Travel has also been a major influence in my work. The scrollwork from a Venetian bridge became a hat motif. I remastered my Afghani hat in brocades after seeing the vaulted ceilings of the Medici Palaces in Florence. Istanbul inspired hats patterned after domes of the Aya Sofia and the Topkapi Palace. My hats reflect my anthropological world view…
Where do you find the recycled materials that you use?
I’ve been a thrift store shopper most of my life. The culture of reuse, reclaim and recycle became my lifestyle and mission statement. Shopping second hand yields fabrications in quality, weaves, and colors that I can’t find at regular retail outlets. I also work with a historical costumer in California who ships me wool, linen and brocade scraps from their cutting room floor, that would elsewise end up in their local land fill.
I acquire most of my furs from customers who bring me coats they have inherited. I craft ‘heritage hats’ for them, using part of the coat for their hat, and keeping the rest of the fur as partial payment. It makes both of us happy!

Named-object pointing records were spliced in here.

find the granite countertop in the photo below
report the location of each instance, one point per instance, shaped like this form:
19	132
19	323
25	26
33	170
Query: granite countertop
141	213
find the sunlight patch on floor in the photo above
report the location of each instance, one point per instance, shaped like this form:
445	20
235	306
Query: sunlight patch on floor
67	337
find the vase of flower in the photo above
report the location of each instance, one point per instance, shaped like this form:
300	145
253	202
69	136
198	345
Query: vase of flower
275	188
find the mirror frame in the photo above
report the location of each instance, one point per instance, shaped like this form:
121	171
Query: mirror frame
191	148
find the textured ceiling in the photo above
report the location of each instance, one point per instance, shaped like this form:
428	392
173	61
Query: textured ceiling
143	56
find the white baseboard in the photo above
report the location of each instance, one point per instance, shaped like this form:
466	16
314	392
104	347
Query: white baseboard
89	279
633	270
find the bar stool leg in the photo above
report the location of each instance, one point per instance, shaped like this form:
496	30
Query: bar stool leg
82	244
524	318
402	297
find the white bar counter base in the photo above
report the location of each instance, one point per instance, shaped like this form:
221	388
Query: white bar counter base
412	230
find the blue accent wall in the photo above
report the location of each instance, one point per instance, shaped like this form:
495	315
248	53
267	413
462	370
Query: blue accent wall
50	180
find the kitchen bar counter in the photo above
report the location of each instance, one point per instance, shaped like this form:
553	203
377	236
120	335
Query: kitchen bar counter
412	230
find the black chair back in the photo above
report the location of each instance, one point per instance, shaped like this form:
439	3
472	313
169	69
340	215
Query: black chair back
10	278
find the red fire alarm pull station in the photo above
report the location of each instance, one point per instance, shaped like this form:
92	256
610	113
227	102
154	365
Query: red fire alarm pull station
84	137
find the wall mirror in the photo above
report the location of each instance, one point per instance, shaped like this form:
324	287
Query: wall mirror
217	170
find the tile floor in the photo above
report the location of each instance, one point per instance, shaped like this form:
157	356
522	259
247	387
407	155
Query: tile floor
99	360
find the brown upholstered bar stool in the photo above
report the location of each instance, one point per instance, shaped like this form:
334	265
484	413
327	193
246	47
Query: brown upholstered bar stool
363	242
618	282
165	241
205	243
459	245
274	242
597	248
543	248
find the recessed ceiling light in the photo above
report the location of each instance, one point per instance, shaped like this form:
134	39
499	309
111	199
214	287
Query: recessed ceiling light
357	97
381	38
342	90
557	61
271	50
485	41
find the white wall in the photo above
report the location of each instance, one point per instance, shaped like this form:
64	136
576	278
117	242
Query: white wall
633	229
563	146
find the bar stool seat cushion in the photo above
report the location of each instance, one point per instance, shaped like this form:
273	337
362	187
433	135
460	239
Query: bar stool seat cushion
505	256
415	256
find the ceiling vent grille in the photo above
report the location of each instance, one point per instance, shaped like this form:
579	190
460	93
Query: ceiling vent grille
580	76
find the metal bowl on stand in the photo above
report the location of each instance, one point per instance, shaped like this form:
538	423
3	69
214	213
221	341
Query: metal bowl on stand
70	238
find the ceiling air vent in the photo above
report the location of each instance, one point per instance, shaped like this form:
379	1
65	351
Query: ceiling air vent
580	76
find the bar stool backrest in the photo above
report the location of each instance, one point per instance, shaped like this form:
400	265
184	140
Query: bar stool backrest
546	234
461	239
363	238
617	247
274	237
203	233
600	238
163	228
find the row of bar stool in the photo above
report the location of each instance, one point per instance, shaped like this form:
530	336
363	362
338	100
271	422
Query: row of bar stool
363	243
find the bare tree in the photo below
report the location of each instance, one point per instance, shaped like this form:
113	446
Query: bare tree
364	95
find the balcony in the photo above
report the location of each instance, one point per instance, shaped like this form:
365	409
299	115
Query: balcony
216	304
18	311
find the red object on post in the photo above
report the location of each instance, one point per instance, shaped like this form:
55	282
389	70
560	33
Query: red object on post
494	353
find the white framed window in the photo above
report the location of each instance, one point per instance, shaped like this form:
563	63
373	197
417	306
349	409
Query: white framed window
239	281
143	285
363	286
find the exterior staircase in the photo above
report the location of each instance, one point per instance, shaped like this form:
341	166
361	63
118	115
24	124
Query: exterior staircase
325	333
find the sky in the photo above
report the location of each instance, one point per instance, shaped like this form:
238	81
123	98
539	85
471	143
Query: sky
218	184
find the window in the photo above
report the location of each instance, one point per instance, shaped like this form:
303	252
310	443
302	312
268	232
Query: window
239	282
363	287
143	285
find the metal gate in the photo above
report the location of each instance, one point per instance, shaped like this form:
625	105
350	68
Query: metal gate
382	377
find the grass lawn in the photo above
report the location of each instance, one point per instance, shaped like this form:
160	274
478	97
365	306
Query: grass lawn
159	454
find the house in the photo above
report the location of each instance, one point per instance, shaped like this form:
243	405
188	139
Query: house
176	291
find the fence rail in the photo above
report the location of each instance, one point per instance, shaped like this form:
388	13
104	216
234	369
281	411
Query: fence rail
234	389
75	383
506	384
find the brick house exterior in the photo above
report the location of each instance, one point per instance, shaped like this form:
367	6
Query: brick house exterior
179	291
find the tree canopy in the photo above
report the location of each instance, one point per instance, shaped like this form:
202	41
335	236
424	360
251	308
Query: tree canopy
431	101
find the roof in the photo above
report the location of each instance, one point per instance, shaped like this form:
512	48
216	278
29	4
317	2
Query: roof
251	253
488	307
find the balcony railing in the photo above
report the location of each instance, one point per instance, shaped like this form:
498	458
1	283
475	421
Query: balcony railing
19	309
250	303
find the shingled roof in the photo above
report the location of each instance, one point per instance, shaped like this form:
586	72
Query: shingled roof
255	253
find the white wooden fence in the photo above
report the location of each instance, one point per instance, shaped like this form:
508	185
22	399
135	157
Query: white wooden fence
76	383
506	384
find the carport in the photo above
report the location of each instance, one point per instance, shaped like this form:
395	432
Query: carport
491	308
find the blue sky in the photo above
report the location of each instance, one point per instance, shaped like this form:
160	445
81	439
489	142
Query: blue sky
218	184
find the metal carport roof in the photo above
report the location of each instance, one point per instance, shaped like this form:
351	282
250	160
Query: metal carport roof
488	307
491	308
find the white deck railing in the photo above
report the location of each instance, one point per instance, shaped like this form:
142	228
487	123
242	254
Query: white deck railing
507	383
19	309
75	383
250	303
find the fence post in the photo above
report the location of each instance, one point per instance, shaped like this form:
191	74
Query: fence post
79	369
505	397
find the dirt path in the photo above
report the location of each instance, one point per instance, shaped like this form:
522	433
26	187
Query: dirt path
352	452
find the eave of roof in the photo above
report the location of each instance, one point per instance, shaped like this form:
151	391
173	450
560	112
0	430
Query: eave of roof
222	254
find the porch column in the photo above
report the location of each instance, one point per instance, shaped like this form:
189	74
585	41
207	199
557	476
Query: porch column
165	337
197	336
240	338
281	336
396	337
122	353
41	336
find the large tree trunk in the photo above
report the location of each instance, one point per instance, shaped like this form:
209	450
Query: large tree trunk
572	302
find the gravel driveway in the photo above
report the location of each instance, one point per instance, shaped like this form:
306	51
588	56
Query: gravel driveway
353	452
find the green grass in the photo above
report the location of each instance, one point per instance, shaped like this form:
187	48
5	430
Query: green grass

Talk about your workmanship.
Durability is a hallmark of my work. I distress fabrics in a hot washer and dryer to weed out inferior pieces. Most of my work is by hand because it makes a higher quality hat with a much better fit. It’s worth it to take extra time to produce a quality handcraft.
Selling handcrafted clothing is a matter of educating your customer. I counter ‘sticker shock’ by selling my hats as investment pieces, like a good pair of shoes or a suit. People who purchased my hats fifteen years ago are still wearing them today. I have collectors who buy new hats every year, telling their friends that “one cannot own too many of [Heather's] hats”.
How do you make most of your sales?
Shows and galleries allow people to handle my hats and try them on. Word of mouth is one of my most powerful marketing tools.
My favorite shows are hosted by art schools where a percentage of sales are re-invested into their fine art programs. Shows that run November through early January, give me sustained exposure in those markets. I also attend local art shows, and always work on hats in my booth, to demonstrate that my hats are ‘made by local artisan hands.’